気分を下げる音も、上げる音もかねるイカした合図に、授業を終えた生徒たちはそそくさ席を移動して楽しいランチタ〜イム。
まず手始めに、女子力を共有する楽しいおかず交換……は新学期しばらくして消えてしまった。
毎日必ず誰かが弁当作るの忘れてきて、ついにみんなそろって忘れてしまって以来その存在自体がなかったことにぃ……。
なんやかんや献立考えて、準備して、早起きして、キッチンに居座るから家族の分も毎日作ってたら、嫌というほど母親の偉大さを自覚するわけでぇ……。

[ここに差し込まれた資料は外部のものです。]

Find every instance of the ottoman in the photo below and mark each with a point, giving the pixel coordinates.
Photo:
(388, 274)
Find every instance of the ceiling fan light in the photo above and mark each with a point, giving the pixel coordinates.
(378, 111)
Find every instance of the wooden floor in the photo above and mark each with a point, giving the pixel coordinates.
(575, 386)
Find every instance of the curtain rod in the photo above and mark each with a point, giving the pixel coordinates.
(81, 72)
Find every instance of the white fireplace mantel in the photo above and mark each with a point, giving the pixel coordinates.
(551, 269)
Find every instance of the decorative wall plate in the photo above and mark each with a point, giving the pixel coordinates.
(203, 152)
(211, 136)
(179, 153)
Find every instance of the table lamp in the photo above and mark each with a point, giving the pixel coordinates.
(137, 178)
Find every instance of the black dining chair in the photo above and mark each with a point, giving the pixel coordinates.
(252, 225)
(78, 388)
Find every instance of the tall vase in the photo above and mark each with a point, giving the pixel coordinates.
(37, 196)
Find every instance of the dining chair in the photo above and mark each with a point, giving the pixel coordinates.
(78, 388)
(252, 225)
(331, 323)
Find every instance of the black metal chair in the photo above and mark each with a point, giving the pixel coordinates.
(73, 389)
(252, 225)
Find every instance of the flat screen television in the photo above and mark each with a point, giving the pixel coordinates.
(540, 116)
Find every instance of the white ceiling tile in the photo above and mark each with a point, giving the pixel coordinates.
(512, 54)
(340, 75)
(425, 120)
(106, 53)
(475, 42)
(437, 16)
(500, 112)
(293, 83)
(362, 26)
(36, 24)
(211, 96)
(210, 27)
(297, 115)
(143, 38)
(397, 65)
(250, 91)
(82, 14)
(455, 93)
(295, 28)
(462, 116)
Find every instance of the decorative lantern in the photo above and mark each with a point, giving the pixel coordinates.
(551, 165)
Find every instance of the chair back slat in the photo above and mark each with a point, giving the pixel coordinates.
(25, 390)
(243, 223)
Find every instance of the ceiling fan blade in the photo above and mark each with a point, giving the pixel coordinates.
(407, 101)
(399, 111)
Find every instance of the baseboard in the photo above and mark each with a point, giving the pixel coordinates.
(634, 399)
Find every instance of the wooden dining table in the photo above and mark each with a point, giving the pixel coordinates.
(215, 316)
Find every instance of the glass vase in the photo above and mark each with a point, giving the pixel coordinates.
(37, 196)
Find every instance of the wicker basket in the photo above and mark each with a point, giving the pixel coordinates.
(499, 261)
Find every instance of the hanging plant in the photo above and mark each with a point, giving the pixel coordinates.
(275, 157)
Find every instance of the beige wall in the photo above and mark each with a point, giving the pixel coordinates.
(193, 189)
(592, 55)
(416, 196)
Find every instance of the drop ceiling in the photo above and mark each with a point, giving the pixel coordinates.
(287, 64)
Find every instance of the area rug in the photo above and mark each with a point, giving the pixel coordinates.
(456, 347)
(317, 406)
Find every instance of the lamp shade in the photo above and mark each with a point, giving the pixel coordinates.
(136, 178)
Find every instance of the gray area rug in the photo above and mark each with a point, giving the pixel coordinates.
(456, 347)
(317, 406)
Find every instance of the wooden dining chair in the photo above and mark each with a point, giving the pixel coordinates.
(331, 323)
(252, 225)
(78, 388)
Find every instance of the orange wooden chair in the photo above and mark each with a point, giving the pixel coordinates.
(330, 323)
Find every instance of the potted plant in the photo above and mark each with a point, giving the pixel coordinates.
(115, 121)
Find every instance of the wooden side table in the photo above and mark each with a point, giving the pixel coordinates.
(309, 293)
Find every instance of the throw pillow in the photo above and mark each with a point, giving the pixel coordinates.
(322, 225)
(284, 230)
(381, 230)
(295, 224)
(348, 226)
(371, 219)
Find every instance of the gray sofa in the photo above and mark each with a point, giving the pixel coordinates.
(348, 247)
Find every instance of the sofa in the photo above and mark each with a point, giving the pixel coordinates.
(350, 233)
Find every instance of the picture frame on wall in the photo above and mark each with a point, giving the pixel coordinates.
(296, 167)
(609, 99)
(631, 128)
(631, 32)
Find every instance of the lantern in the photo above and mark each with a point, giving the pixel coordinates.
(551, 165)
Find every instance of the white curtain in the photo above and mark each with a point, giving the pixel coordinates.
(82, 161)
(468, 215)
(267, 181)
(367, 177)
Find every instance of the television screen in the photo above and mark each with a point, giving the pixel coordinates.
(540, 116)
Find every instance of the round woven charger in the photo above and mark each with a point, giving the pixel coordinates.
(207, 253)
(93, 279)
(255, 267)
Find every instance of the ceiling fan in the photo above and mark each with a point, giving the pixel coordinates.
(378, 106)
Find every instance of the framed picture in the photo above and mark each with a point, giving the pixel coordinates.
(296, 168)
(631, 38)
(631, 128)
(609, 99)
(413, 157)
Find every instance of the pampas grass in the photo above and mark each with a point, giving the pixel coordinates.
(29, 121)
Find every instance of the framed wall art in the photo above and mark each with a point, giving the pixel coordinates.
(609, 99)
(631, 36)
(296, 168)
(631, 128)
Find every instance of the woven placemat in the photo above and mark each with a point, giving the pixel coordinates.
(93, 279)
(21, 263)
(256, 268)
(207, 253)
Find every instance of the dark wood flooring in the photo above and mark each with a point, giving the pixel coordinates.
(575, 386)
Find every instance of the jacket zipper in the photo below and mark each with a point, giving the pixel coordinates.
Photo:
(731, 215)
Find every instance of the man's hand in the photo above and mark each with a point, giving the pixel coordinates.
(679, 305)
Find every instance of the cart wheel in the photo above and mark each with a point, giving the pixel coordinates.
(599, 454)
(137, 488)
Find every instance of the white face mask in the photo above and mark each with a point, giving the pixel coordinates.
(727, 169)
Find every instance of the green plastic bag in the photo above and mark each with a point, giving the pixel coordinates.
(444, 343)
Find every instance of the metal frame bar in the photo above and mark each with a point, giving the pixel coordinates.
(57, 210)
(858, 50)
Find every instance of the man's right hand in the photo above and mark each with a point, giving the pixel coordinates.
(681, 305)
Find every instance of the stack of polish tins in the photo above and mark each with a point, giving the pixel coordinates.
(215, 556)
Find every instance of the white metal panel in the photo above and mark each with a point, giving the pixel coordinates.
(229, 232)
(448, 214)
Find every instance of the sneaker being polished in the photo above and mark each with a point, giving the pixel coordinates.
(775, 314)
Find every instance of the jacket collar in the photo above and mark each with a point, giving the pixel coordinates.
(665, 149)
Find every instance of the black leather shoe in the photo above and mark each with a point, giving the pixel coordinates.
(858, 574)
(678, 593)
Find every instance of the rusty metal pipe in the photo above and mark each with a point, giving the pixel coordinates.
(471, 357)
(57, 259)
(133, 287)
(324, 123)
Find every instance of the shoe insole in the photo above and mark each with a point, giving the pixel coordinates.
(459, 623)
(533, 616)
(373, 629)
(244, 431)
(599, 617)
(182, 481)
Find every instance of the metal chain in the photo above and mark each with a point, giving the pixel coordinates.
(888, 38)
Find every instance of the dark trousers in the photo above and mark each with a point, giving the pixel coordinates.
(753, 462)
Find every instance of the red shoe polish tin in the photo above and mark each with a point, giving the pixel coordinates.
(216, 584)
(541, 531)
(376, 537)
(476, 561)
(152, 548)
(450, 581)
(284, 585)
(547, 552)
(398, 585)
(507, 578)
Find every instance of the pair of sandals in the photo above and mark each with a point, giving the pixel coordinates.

ボク達の女子力計画は早々に崩れ落ちてしまったんだけど、少食アピールとかの別方面での女子力? でトントンにしようとしてみたり?
「ウチハ今日も特盛だね」
「う〜おばさんが部活あるんだからちゃんと食べなさいって」
「んーそれじゃあ女子力は上げられないかなぁ……」
「代わりにキレイに完食するところで女子力もらいます」
「やっぱ体力使う?」
「う〜ん季節によるかな? 暑い時は基礎練ばっかだし、寒い時はめちゃ動くし。今は夏仕様のお弁当だよ〜」
「冬はもっと特盛?」「マジヤバじゃん」「文化部はデブるね」「間違いないわ」
「総体の予選いつからだっけ?」
「六月の頭から」
「今度こそ目指せナンバーワン!」
「あはは。あんまり勝ち負けにこだわるのは良くないんだけどね」
「いや準優勝でも充分凄すぎるけどさ? それでも手の届く範囲にあるんだからとって欲しいわけよ……あ、ごめん。生意気だった?」
「うんん。みんなが応援してくれるからスポーツって成り立つと思ってるからね」
「さすがウチハ人間ができてる」
「ウチハが新聞とかテレビで取り上げられてるのを見ると、私も鼻が高いわけですよ」
「アンタなにもやってないやろがい」
「う゛でも声かれるまで応援するから」
「うん、みんなありがと」
「……くわぁ────夏休み早くコイコイー」
「わかるーでも課題はマジ勘弁」
「夏休み前に期末テストありますよ奥様」
「ちょっと────ヤなこと思い出させないでよ!」
「部活とバイトで忙しいのにさぁ勉強もしろって頭湧いてるよね?」
「気晴らさないとやってられっしょ?」
「どっか海いく?」
「まだちべたいって」
「パスパスパース」
「フェスある無理」
「彼氏と行きたいなぁ」
「コメドット周回するから」
「枯れてんなぁ────」
「ウチハはまた介護?」
「う〜ん……」
「切っちゃえ? 変に荷物しょうの良くない」
「てかこんなに支えて上げてるのに感謝の一つもないとか終わってるって」
「良くしてもらってるのはわからなくもないけどさぁ……それで不幸になったら意味ないべ」
「でも、ボクしかいないから……」
「そこが優しすぎるんだってぇ」「もぉ──お人好しすぎぃ」「ウチハが縛られる意味がわかんない」「ガツンと言ってやりなよ」「舐められないようにしなきゃ!」
「あはは……」
「ん」
「?」
「また一緒にどっか行きたいね」
差し出されたスマホ。
画面に映っていたのは、新学期の日にみんなとキメポーズして撮った写真。
それ以来みんなで外に出かける時間は取れていない。
唯一のチャンスであった試験勉強中も、様子が心配だったエイタから離れられなかった。
見渡せば眉を下げて、みんな心配してくれているのが伝わってくる。
うん、ボク自身わかってる。
これまでエイタにしてあげたことに対して、報われないんじゃないかなって。
でも、誰だって見たくないじゃん?
身近な家族が壊れていくところなんてさ?
大切な居場所なんだよ。
両親と会えないボクにとって。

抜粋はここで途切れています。